We now provide immunnoprecipitation experiments in Figure 7 that show that cavin-3 is required for the ability of cavin-1 and caveolin-1 to co-precipitate with myosin-1c. This dependence coincides with cavin-3-dependent normalization of caveolae abundance, pERK, pAkt, pS6K, EGR1, PTEN, HIF1α, survivin, growth rate, glycolysis and sensitivity to PD98059, LY294002 and TNFα. While we recognize that direct tests of interaction using purified proteins would have been preferable, these experiments are not currently feasible. Cavin-3 is a phosphoprotein and we now have preliminary data showing that phosphorylation is required for cavin-3 function. We have identified two serines that must be phosphorylated for cavin-3 function and prediction algorithms suggest that an additional three residues may also be phosphorylated. Myosin-1c binds to negatively charged cargos and we suspect that these phosphorylations provide the complementary charges that drive myosin-1c interaction with cavin-3; however, until we know which residues must be phosphorylated and whether aspartate/glutamate substitutions can substitute for phosphorylation we cannot begin to test for direct interactions with purified proteins.
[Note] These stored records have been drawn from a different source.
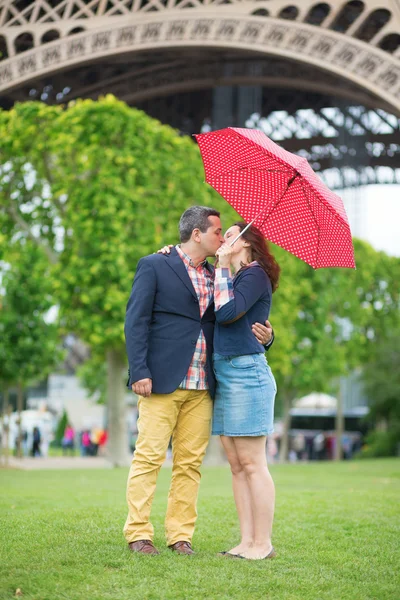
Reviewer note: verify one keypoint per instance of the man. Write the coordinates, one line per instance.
(169, 338)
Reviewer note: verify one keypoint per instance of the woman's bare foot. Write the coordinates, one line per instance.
(240, 548)
(258, 552)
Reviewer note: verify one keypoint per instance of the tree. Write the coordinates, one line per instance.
(331, 321)
(382, 385)
(28, 343)
(97, 186)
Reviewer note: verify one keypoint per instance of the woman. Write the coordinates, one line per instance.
(246, 389)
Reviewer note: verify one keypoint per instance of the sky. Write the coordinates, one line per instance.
(374, 215)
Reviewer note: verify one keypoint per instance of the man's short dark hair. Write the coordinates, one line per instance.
(195, 217)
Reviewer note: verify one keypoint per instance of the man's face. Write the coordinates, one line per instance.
(212, 239)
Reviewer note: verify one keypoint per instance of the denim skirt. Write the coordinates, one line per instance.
(245, 397)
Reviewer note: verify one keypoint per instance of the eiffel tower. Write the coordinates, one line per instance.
(321, 78)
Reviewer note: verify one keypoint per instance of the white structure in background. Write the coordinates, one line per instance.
(64, 392)
(318, 404)
(43, 419)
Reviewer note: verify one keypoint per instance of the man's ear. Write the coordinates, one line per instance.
(196, 237)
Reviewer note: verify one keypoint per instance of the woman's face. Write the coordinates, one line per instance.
(230, 235)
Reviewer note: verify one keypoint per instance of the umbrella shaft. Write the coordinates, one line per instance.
(242, 232)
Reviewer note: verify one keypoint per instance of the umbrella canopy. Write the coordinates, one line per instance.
(280, 192)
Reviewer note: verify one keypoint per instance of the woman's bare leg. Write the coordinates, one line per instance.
(251, 454)
(241, 493)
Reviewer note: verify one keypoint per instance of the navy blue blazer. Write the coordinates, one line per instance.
(163, 324)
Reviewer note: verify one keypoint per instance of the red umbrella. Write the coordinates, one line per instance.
(280, 193)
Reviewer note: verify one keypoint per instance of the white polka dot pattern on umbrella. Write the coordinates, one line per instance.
(290, 204)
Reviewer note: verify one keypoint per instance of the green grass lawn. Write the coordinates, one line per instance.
(336, 535)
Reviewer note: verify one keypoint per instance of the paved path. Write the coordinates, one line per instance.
(58, 462)
(62, 462)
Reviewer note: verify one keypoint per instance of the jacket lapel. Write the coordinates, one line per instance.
(176, 263)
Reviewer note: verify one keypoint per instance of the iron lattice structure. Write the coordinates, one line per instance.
(322, 78)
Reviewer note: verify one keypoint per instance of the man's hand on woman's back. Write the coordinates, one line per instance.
(143, 387)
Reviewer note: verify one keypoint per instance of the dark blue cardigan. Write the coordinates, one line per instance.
(252, 303)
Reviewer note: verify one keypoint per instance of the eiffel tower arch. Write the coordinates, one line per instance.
(322, 78)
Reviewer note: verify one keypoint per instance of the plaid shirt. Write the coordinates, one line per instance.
(202, 280)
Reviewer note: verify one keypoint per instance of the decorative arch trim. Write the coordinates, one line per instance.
(366, 66)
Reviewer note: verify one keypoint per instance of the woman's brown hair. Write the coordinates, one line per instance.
(260, 252)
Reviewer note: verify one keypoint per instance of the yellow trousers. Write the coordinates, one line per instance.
(186, 416)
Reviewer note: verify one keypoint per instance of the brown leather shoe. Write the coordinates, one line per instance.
(182, 548)
(143, 547)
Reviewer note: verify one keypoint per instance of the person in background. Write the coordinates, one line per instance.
(68, 441)
(36, 439)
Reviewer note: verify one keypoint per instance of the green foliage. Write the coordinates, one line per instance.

9) Figure 4B: siRNA knockdown of caveolin-1 or cavin-1 leads to loss of cavin-3 protein, correlating with reduced ERK phosphorylation and increased Akt phosphorylation. Complementation studies should be performed to test the proposed model. Are the changes in ERK/Akt signaling after caveolin-1/cavin-1 knock-down due to reduced cavin-3 protein levels, or due to loss of the complex?

Complementation studies are now provided in Figure 6. We over-expressed cavin-3 by 2.5-fold in human fibroblasts and repeated the knockdown comparisons of pERK/ERK and pAkt/Akt. We find that over-expression of cavin-3 hindered the ability of cavin-1 and caveolin-1 knockdowns to suppress cavin-3 levels with commiserate effects on pERK/ERK and pAkt/Akt levels. Myosin-1c knockdown by contrast had little effect on cavin-1, cavin-3 or caveolin-1 level despite near maximal effect on pERK and pAkt levels. These observations indicate that cavin-3 and myosin-1c provide limiting activities that are necessary for normal ERK and Akt signaling. Caveolin-1 and cavin-1 play a required role in that their expression is necessary to stabilize cavin-3 levels. Caveolin-1 is an integral membrane protein that forms the core of the filamentous coat of caveolae. Cavin-1 has been proposed to act as an adaptor for the binding of other cavins. This published literature together with our data led to our proposal that cavin-3 bridges between the cavin-1/caveolin-1 complex and myosin-1/F-actin. Additional support for this conclusion comes from Figure 7C, which as described in the response to critique 8, shows that cavin-3 is necessary for the ability of antibodies to myosin-1c to co-precipitate cavin-1 and caveolin-1. Literature in support of the model is now provided.